Il 20 Maggio scorso un auto era uscita di strada in prossimità della rotatoria tra viale Zappi e via Boccaccio, abbattendo la targa che ricorda i frati dell’Osservanza, in particolare Padre Luigi Zoffoli e Padre Alessandro Mercuriali. Da allora, non si è più saputo nulla del manufatto, che non è stato ancora ricollocato nella sede originaria. L’Appello dell’Associazione Figli Spiriturali e Amici di Padre Luigi Zoffoli, tramite il suo Presidente, Francesco Grandi:“Venga ricollocata quanto prima. Se non ci dicono dov’è finita, saremo costretti a sporgere denuncia. In caso contrario, chiediamo che venga ricollocata quanto prima”.

Era stata installata nel 2017, con tanto di importante cerimonia di inaugurazione. La targa, opera dell’artista Mara Leonardi, era stata donata dalla Cooperativa Ceramica di Imola. L’intitolazione è avvenuta in seguito all’approvazione unanime, da parte del consiglio comunale di Imola, di una mozione presentata dal consigliere Alessandro Mirri. Alla cerimonia, oltre al Sindaco Manca, il consigliere Mirri, era presente il Vicario della Diocesi di Imola, Don Andrea Querzè e Fra Mario Vaccari, Vicario Provinciale della Provincia di S. Antonio dei Frati Minori (Nord Italia), che oggi è vescovo a Massa Carrara.

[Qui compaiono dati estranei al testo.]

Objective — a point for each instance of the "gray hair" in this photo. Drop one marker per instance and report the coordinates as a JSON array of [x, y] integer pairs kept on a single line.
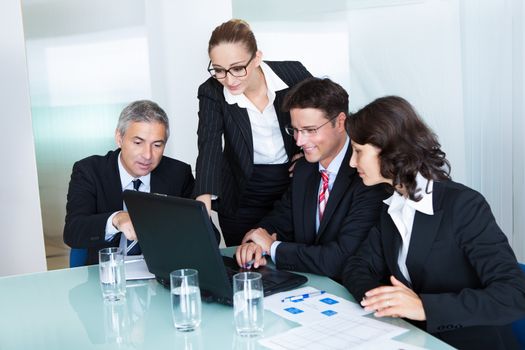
[[142, 111]]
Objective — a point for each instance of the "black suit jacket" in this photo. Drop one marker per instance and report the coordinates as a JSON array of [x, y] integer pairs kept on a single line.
[[351, 211], [95, 192], [225, 172], [460, 264]]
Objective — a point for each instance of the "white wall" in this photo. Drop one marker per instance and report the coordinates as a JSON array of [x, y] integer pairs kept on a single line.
[[21, 236], [178, 34]]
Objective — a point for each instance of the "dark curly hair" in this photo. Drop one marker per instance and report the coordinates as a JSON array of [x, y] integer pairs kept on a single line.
[[407, 144]]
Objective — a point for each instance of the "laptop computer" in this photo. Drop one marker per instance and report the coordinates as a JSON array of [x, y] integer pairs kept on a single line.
[[176, 233]]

Francesco Grandi ha chiesto informazioni all’ufficio tecnico del Comune, per poi venire a conoscenza che ad occuparsi della questione sarebbe Area Blu: “Non sappiamo dove si trovi la targa. Area Blu deve saperlo. Per di più si tratta di una donazione. Noi chiediamo che venga immediatamente ripristinata in questa sede dal momento che fa parte anche della toponomastica. Ci devono dire dove si trova, prima di tutto, e che venga ripristinata, è un dovere loro.” La vicenda, per la Zoffoli, non può finire nel dimenticatoio “tutto è possibile, non sappiamo se è stata buttata. La targa però non era rotta, ma solamente ribaltata nella terra. Aveva solo bisogno di essere rimessa. E’ assurdo che ciò non sia stato ancora fatto.”
LA TARGA
Padre Luigi e di Padre Mercuriali– rammenta Grandi – salvarono la vita a centinaia di imolesi durante la guerra. A Padre Luigi è intitolata anche una strada a Borgo Tossignano “ma a Imola non c’era ancora nulla, ma sopratutto quella rotatoria ha un grosso significato storico, perchè a pochi metri da quella rotatoria c’era la camera mortuaria dove vennero portati anche le vittime dell’eccidio di via Aldrovandi. Padre Luigi li benedì. Padre Mercuriali e Padre Luigi, attraverso i documenti che abbiamo rinvenuto negli archivi, salvarono centinaia di imolesi dalla morte. Li accolsero mentre scappavano, nascondendoli addirittura sotto a letame e immondizia.” Il convento dell’Osservanza, in un certo senso, era una zona franca: “Andarono anche le SS a fare un’ispezione, e mi ricordo che Padre Luigi, mi disse che accompagnò l’ufficiale delle SS nelle zone dove non c’era nessuno, altrimenti significava fucilazione per tutti. E lì dentro, come appresi dai documenti, fu rifugiato anche il primo Sindaco di Imola dopo la guerra, Amedeo Tabanelli, assieme ad altri politici. I frati salvarono loro la vita.
IL RIPRISTINO
Se non ci dicono che fine ha fatto la targa, e nessuno sporgerà denuncia” – fa sapere Grandi – “saremo costretti a recarci in Commissariato e farla noi.